Page MenuHomePhabricator

make dagster pandas input/output schema more flexible

Authored by themissinghlink on Feb 17 2020, 7:21 PM.



Currently, the input/output selector schemas are super strict and only allow for configuring sep, index params. I would like to turn more knobs. Also, this coupling is not great because if pandas makes a backwards incompatible change to their read_csv/to_csv API, our builds break. This pushes the work to client code so that our API isn't couple too tightly to pandas.

Test Plan


Diff Detail

R1 dagster
add-io-configs-to-gcs (branched from master)
Lint OK
No Unit Test Coverage

Event Timeline

themissinghlink edited the summary of this revision. (Show Details)
max added a comment.Feb 17 2020, 11:19 PM

i would have biased towards going in the other direction and strongly typing the whole pandas API rather than reducing the surface we cover. one benefit of strongly-typed config is catching errors early. even if we do go the other direction, i don't like the introduction of a new parameter name that doesn't align with the underlying API -- why serialization_options and not kwargs? (i admit that taking this position to its extreme would replace path with filepath_or_buffer, which, maybe, is the wrong thing to do)

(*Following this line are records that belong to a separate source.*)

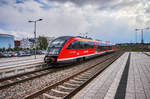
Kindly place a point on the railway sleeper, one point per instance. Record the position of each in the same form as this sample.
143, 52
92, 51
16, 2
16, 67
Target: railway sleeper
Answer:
47, 96
79, 79
59, 92
18, 78
70, 84
75, 82
67, 88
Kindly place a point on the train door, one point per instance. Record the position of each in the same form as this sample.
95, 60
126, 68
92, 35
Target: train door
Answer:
96, 48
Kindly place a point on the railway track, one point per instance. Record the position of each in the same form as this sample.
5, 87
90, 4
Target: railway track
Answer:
13, 80
69, 86
146, 54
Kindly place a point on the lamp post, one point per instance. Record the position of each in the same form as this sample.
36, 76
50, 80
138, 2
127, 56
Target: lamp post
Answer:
35, 33
142, 39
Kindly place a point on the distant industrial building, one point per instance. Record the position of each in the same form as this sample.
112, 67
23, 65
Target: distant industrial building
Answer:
17, 44
27, 43
49, 39
6, 41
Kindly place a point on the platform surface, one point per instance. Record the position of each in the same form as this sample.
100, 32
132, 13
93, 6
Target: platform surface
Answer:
121, 80
15, 61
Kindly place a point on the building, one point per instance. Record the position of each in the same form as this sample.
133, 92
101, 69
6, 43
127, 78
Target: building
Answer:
6, 41
17, 44
27, 43
49, 39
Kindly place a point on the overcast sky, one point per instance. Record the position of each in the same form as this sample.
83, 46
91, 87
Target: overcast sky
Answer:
107, 20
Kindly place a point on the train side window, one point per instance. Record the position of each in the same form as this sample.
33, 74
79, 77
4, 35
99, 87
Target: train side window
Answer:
74, 45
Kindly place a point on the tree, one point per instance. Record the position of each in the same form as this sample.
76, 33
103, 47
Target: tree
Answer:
42, 43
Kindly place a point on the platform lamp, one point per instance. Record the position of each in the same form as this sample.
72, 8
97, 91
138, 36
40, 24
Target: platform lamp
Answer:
35, 33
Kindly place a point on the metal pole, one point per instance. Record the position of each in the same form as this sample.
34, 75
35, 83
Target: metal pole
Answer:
142, 41
35, 38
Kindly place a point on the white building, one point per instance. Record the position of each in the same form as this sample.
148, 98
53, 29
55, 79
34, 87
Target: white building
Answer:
26, 43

The problem with strongly typing the config is that while yes you get to catch errors early, you also create a really brittle API. Pandas API changes pretty frequently and new kwargs are added all the time. What happens if the user uses a version of rreadcsv that differs from the version we made a strongly typed config of? Or worse, what if a version of pandas makes a backward incompatible change? Our current version is the least opinionated about implementation details and if the user has a pin to a specific version of pandas and want to be opinionated, they can make their own. Right now I feel more people would make their own rather than use the default which feels wrong.

Re naming. I'm not married to serialization_options, however, kwargs seems a bit confusing right? Here is an example. What about read_csv_kwargs and to_csv_kwargs just so we are being hella explicit with what's happening here?

'df_as_config': {
    'inputs': {
        'df': {
            'csv': {
                'path': script_relative_path('num_table.txt'),
                'kwargs': {'sep': str('\t')},

Regardless of whether pandas' API changes in the future, we need to be compatible with all versions of pandas which makes it difficult to have a strictly typed schema right? I mean it's a tradeoff, but I don't know if we want to tie ourselves to maintaining it.

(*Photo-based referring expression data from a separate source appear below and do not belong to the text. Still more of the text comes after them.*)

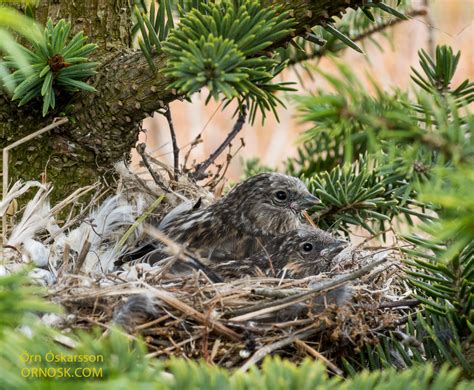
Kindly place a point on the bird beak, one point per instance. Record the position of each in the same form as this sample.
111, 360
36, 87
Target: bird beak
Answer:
335, 248
307, 202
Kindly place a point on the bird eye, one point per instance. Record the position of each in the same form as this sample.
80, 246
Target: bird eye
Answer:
281, 195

  • renamed to more explicit val
  • rebasing to pick up buildkite changes.

Hey all wanna get resolution on this. What do we wanna do here? @nate ?

themissinghlink added a comment.EditedMar 4 2020, 10:48 PM

FWIW I am fine with moving towards something more structured if the need arises. I would just really like something because this current surface area is too restrictive to be useful.

max added a comment.Mar 10 2020, 7:11 PM

I don't think a Permissive approach is a good idea. instead of explicitly breaking when the API changes, we'll be in a place where configs have an implicit dependency on the installed version of pandas

max accepted this revision.Mar 20 2020, 8:58 PM

I don't want to block this :)

This revision is now accepted and ready to land.Mar 20 2020, 8:58 PM

nah, I thought about this and don't want to explode API surface area until we get a request from a user. Let's collect some data and revisit at some point.